Thinking about teaching social skills — like telling your toddler how to ask first before barging in to join other kids playing, so that they don’t get all upset at her when she jumps in the puddle they’re digging in, or pours a bucket of water where one isn’t wanted.
Or how to enjoy independence and doing her own thing, but to not burn bridges in the process, and choosing when to be graciously social instead of aloof.
(Not to mention how to deal when other kids tell her she can’t play and so on.)
Thinking about laziness and work, and how my friend quoted “Never mistake activity for achievement,” and her friend replied, “And never mistake inactivity for laziness.” Activity and inactivity are both fraught with their own dangers. Lord help me learn to work well and to rest well, and to use neither in idolatry.
Thinking about the business property tax bill, which has again not arrived, and needing to call the department and find out what happened this year, because I don’t want to be fined like last year, and I don’t want to be told, “Well, we sent it to [our correct address],” and even if you don’t receive the bill you’re still responsible for it.”
Thinking about my post office box which I am again neglecting to check regularly, largely because there’s never anything in there except circulars and other junk. I only have it so as not to post my real address on my business site, but now that folks can buy my CDs with PayPal, I might just do away with a mailing address altogether.

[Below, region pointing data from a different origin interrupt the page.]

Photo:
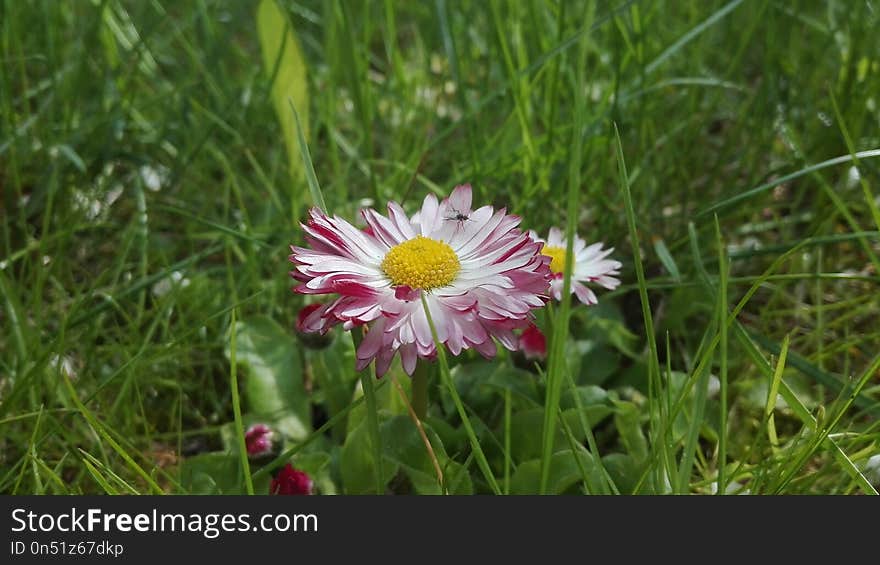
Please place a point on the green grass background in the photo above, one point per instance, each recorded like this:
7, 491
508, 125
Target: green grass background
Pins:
151, 183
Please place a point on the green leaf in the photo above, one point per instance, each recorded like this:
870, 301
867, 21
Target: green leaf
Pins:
521, 383
565, 472
216, 473
273, 387
331, 369
357, 463
627, 420
403, 445
667, 260
526, 436
283, 60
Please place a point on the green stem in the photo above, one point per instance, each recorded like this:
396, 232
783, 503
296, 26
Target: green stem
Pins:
420, 390
236, 410
367, 384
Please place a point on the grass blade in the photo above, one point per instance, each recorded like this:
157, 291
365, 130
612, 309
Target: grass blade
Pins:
236, 408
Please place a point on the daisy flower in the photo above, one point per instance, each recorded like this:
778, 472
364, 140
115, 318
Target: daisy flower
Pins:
590, 265
479, 275
532, 343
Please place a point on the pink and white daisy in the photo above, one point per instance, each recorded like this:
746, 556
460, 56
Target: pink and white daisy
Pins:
590, 265
479, 274
532, 343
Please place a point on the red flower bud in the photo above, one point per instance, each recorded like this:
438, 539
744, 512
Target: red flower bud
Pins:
291, 481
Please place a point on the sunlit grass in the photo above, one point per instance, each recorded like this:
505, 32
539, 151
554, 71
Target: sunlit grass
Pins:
151, 171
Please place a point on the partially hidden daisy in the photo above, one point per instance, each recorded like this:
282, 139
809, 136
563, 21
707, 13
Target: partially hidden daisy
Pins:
591, 265
479, 274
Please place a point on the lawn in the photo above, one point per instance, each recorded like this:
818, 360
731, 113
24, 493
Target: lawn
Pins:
153, 179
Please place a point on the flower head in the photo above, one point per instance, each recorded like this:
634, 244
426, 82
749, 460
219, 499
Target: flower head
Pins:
477, 272
258, 440
291, 481
590, 265
532, 343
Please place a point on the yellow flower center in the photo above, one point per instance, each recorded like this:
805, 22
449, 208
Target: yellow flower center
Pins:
557, 254
422, 263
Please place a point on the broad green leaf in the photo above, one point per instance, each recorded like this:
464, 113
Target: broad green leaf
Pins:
283, 61
273, 385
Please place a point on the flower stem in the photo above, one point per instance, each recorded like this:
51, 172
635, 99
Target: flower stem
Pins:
420, 390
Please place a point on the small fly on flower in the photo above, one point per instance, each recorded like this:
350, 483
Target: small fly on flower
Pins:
457, 216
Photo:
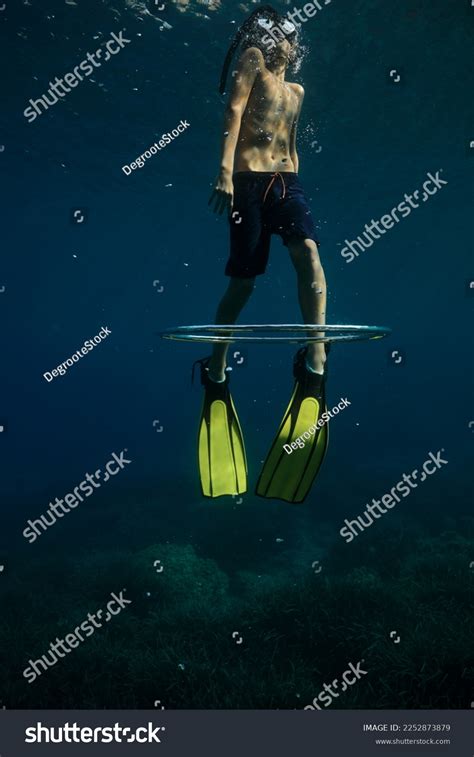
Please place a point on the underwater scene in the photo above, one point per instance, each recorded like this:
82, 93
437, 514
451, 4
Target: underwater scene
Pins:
293, 527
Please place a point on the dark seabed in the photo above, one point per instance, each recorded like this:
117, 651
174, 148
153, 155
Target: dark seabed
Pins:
236, 602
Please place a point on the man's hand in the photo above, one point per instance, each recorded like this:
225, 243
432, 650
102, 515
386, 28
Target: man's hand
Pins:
222, 197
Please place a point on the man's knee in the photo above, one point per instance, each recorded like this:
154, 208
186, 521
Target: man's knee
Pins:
305, 256
243, 286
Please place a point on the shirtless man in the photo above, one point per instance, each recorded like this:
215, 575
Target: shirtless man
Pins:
258, 186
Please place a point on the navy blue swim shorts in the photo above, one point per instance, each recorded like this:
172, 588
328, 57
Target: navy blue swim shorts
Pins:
265, 203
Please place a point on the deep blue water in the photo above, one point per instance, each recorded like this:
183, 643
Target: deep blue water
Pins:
64, 281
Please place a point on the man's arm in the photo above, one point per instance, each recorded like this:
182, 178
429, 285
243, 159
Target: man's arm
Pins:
293, 154
251, 63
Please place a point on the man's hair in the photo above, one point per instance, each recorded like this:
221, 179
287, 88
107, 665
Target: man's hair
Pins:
252, 32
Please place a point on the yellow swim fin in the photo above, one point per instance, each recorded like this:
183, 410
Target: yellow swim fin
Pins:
290, 468
221, 450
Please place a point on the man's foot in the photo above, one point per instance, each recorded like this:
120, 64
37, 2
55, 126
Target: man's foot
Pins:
216, 370
316, 357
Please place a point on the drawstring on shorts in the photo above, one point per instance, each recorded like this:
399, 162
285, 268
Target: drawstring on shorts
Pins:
272, 181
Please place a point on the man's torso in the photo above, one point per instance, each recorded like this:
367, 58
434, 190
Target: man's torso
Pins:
264, 139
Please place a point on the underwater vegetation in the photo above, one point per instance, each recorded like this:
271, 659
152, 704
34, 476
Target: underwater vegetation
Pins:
196, 636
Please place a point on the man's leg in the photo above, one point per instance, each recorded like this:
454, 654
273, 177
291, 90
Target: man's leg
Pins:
311, 293
230, 307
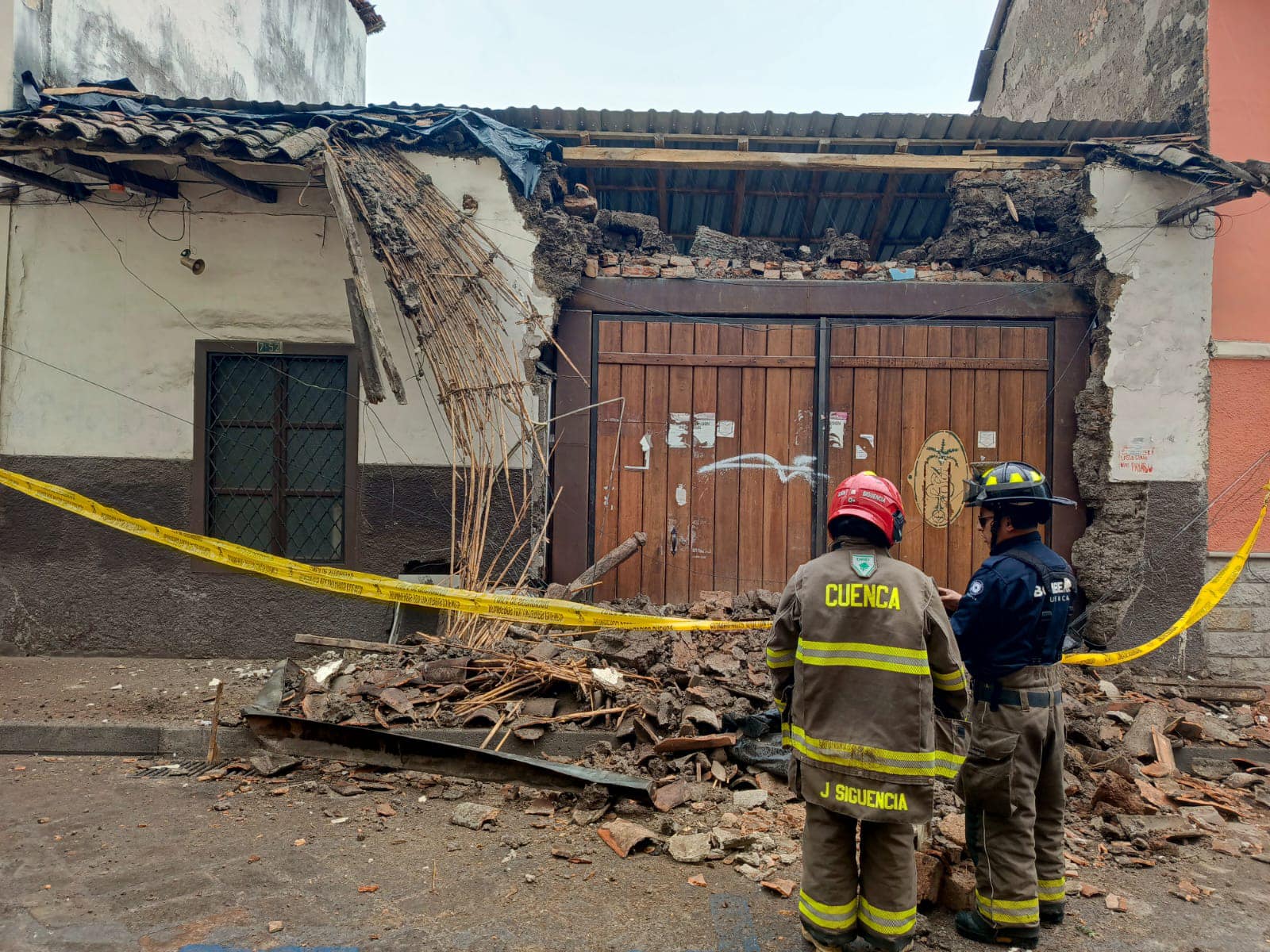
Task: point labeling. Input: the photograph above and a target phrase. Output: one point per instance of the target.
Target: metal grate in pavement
(178, 768)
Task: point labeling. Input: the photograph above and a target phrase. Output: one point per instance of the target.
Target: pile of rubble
(1153, 767)
(664, 696)
(1153, 770)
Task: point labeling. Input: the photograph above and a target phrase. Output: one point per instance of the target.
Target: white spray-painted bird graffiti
(799, 470)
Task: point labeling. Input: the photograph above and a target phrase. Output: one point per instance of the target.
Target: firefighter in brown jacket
(864, 664)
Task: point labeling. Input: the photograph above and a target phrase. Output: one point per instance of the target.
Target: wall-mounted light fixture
(196, 264)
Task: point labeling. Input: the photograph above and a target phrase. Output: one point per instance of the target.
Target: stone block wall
(1238, 630)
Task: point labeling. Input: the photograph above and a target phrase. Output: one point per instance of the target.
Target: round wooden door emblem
(937, 479)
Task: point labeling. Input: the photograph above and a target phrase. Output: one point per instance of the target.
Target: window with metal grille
(276, 440)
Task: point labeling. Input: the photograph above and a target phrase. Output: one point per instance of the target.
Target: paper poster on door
(838, 420)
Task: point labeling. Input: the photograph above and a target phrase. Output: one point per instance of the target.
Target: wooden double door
(723, 440)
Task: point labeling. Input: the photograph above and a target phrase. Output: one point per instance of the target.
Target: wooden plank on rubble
(353, 245)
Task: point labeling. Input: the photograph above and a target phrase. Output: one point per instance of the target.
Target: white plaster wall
(289, 50)
(1160, 327)
(273, 273)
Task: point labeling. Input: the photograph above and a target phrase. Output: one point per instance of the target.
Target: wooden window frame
(352, 437)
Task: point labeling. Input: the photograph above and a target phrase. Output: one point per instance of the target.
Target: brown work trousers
(1013, 786)
(876, 896)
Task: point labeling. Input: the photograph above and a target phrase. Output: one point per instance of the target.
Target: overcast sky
(851, 56)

Thinking about Amy saying things like, “When I’m a pastor,” and feeling torn — our denomination does not permit women to be pastors, and neither Mark nor I would feel comfortable in a church that had one, and yet I’m offended at the idea of “not permitted,” and struggle to understand the relevant biblical passages.
Thinking about a drastic haircut, perhaps a bob barely brushing my shoulders (chin length doesn’t work on me), maybe with the very slightest of layers — I wear it up / back most of the time, so I don’t want something that only looks good down, but I want it to look good down, too. And where to go to get this haircut… that’s too short for Mark to cut with the clippers, and he doesn’t have time / patience to cut it with scissors.
Thinking about it being after midnight, and I still need to set out the sourdough batter because we only have four slices of bread left and I’ve got to get up early enough to mix and knead and shape it in the morning.
Thinking about how I need to get back to flossing.
Thinking about the felted bowls I finished knitting, and how my version (the pink one) will be deeper than the patterned one (the purple one), but the patterned one is better shaped, and how I just need to felt them and see how they go and figure they’ll be good enough for what I want.
Thinking about getting off the computer now.